Complexidade que falta, é bom que se diga, aos textos de tecnofilia faceira que festejam o fim da mídia impressa. Tenho um esboço de projeto sobre ‘Internetdependência: o que lêem os futuros jornalistas’, e a conclusão é sombria: o graduando de Jornalismo – e creio que de outras áreas – lê cada vez menos livros, jornais e revistas (impressas). Quando surgiu a TV previram que o cinema e o rádio desapareceriam. O rádio hoje ainda é a mídia mais difundida no Brasil e no mundo. Pode ser que estejam certos quanto ao fim do jornal de papel; mas não creio que isso seja motivo de regozijo.
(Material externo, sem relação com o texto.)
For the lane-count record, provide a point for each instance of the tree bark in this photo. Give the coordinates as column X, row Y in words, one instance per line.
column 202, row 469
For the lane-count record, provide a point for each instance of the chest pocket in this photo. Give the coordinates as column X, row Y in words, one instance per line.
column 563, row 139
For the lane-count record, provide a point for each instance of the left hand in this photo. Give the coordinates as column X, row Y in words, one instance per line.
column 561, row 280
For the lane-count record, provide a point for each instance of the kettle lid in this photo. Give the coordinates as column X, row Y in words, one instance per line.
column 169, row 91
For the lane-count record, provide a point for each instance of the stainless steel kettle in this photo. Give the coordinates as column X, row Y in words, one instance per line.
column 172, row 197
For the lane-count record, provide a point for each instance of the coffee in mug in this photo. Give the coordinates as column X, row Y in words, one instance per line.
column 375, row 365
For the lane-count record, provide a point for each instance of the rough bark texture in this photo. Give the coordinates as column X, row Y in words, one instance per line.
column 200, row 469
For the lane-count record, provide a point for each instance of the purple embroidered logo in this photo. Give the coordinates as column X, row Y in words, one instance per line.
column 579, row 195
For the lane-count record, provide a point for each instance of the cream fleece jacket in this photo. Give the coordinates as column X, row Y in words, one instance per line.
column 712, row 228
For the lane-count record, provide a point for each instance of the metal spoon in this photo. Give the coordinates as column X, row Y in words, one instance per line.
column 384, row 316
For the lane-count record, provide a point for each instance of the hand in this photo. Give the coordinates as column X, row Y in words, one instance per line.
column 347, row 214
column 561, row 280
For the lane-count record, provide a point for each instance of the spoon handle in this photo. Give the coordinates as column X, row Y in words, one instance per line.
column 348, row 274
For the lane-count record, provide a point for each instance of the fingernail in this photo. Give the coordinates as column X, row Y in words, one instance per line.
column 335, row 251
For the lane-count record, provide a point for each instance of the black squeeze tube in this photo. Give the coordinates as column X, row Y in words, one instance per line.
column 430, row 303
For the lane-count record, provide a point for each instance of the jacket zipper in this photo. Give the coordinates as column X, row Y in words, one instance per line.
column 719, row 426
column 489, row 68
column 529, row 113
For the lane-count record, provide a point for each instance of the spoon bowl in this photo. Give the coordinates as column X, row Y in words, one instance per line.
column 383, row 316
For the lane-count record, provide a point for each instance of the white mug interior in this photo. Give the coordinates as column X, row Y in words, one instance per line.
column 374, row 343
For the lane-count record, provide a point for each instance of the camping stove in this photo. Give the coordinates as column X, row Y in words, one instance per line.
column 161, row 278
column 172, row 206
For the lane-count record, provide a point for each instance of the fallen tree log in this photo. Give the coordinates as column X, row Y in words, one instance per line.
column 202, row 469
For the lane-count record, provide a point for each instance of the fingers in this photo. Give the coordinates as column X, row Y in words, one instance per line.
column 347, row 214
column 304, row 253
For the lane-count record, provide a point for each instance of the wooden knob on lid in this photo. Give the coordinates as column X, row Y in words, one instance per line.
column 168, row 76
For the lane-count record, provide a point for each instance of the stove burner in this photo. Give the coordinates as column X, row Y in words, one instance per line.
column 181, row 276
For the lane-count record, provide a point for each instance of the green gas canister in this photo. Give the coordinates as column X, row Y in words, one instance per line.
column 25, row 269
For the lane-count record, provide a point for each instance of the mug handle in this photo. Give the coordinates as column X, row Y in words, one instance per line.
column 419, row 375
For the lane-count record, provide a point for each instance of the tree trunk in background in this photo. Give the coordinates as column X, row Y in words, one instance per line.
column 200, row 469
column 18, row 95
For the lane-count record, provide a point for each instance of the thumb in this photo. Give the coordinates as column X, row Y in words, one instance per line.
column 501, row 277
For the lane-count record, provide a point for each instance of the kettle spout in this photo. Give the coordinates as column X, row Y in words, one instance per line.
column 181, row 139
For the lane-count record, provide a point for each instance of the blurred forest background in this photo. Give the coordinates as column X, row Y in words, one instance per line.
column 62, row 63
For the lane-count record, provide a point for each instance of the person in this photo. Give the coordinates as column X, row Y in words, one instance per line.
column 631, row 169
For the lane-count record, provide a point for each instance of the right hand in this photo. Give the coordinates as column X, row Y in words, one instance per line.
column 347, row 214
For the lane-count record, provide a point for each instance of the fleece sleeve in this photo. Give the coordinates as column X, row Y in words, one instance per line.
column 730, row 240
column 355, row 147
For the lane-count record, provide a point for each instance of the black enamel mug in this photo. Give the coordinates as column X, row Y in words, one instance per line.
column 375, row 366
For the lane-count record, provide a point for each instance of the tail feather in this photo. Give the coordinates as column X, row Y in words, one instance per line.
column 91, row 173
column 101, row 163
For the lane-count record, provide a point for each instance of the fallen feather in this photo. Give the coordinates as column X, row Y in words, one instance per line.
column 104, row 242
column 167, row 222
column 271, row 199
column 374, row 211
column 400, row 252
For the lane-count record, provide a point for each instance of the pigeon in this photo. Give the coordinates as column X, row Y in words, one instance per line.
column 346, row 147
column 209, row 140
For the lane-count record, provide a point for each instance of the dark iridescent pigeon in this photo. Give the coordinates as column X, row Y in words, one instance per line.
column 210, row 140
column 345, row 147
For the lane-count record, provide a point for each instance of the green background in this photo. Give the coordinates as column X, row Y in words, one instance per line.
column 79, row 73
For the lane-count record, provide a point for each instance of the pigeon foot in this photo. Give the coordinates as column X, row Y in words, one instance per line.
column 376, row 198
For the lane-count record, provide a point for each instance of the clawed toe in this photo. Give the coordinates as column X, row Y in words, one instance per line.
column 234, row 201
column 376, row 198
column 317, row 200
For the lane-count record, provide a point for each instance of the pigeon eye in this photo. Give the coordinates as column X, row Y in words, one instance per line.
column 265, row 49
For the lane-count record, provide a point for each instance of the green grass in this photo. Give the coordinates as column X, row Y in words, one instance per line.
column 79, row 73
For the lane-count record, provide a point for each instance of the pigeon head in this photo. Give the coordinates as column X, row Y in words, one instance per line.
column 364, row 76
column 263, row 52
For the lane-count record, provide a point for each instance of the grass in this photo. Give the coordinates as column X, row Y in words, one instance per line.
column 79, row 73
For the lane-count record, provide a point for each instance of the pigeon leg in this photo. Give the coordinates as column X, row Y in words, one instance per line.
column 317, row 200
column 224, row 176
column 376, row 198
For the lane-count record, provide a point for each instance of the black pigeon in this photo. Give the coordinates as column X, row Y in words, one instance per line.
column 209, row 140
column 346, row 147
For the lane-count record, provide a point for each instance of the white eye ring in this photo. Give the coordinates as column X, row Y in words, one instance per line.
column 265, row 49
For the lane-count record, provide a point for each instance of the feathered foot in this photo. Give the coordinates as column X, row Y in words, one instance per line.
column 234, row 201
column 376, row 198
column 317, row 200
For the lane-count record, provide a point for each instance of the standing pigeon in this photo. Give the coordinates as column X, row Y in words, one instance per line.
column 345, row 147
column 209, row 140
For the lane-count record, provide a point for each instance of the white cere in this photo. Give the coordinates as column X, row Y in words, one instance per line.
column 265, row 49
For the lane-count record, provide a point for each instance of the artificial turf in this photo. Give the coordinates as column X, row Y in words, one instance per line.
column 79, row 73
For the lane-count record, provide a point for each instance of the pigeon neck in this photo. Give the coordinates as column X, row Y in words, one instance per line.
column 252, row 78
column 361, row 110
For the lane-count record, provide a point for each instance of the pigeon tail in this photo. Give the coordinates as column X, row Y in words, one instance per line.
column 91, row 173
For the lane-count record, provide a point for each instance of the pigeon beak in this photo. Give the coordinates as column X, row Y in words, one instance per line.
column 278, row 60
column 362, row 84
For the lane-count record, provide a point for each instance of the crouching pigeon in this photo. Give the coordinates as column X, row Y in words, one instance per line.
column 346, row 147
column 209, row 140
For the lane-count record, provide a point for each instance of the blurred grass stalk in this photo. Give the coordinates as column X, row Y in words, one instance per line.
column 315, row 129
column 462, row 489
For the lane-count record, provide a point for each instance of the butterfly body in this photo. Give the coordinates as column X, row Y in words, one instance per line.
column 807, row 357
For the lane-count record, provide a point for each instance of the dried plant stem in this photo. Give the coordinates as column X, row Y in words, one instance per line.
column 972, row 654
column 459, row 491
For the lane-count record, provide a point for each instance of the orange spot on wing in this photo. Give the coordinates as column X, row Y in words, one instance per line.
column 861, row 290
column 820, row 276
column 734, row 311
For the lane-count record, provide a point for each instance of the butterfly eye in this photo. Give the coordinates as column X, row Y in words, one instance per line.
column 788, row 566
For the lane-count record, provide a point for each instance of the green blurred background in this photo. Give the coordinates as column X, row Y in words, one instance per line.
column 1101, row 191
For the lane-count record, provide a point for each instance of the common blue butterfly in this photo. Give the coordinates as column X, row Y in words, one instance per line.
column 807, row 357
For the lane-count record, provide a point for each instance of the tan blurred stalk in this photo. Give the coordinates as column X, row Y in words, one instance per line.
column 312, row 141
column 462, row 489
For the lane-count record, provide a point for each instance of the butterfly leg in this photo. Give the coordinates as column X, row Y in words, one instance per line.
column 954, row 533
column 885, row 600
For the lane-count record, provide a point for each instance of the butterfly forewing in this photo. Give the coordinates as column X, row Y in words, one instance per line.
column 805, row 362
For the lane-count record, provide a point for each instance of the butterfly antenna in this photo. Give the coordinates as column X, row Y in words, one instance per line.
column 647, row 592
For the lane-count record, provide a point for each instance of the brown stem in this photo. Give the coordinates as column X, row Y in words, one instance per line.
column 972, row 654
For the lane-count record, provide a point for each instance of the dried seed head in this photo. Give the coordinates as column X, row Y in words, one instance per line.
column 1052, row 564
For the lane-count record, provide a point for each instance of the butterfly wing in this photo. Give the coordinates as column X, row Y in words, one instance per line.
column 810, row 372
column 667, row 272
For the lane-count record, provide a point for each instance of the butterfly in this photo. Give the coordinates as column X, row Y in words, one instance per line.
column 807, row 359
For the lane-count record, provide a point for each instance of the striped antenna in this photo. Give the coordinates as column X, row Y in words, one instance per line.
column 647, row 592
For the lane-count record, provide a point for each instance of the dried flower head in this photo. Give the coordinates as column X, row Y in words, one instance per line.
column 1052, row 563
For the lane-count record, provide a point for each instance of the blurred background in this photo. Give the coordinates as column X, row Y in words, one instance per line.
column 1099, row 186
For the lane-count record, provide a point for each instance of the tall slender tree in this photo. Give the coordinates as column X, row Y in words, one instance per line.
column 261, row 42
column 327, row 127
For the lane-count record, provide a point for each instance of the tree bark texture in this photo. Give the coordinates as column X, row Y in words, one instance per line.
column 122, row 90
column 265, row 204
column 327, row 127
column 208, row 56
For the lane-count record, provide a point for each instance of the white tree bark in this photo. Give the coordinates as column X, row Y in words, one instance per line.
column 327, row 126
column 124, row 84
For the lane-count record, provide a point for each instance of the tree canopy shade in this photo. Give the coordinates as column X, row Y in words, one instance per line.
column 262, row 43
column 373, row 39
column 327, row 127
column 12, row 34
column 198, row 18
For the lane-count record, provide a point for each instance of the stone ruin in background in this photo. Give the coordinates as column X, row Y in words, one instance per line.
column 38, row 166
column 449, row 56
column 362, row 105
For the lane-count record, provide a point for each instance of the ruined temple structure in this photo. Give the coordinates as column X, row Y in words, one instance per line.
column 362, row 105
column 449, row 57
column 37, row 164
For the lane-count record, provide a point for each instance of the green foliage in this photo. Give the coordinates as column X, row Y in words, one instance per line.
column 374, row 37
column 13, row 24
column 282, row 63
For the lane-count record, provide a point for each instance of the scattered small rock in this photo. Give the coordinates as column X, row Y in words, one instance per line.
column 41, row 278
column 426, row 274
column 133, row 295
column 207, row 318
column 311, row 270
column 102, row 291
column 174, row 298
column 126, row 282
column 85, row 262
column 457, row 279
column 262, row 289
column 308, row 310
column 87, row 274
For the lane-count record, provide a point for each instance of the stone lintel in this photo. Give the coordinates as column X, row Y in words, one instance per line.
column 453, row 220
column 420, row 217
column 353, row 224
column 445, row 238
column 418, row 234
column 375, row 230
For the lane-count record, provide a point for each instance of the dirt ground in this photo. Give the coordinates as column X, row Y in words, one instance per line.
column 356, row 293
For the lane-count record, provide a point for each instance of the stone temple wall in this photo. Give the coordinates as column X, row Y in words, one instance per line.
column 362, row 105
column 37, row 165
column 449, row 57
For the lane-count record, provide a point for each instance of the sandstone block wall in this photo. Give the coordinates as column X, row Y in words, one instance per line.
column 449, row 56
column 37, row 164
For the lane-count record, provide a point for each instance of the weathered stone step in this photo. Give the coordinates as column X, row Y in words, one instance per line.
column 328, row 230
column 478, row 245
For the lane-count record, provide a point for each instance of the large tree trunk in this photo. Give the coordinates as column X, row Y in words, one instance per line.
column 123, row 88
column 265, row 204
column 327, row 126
Acho uma lástima. Socialmente, desemprego; sensorial e esteticamente, uma perda; porque, como objeto, o jornal impresso é muito mais agradável e interessante que seu parente eletrônico.
Falta complexidade ou sobra autopromoção aos analistas que atribuem à internet papel decisivo na eleição presidencial de 2006. Nos cursos de Comunicação, quem tem dado as diretrizes teóricas é o espanhol radicado na Colômbia Jesús Martín-Barbero (Travesías Latinoamericanas de la Comunicación em la Cultura, Fondo de Cultura Econômica, Santiago, 2002). Ele argumenta que a cultura media e é mediada pela mídia. Que pode apresentar cumplicidade, resistência e réplica aos meios de comunicação.
Delírio de grandeza
Na reeleição de Lula, as regiões ligadas ao agronegócio prejudicadas por políticas federais (Rio Grande do Sul, Roraima, Centro-Oeste) votaram contra o governo; regiões como o Nordeste, beneficiadas por projetos sociais, foram seu grande trunfo para se manter no poder. Fatores como economia estável e dólar em baixa são elementos da infra-estrutura, que repercutem favoravelmente na superestrutura (cultura).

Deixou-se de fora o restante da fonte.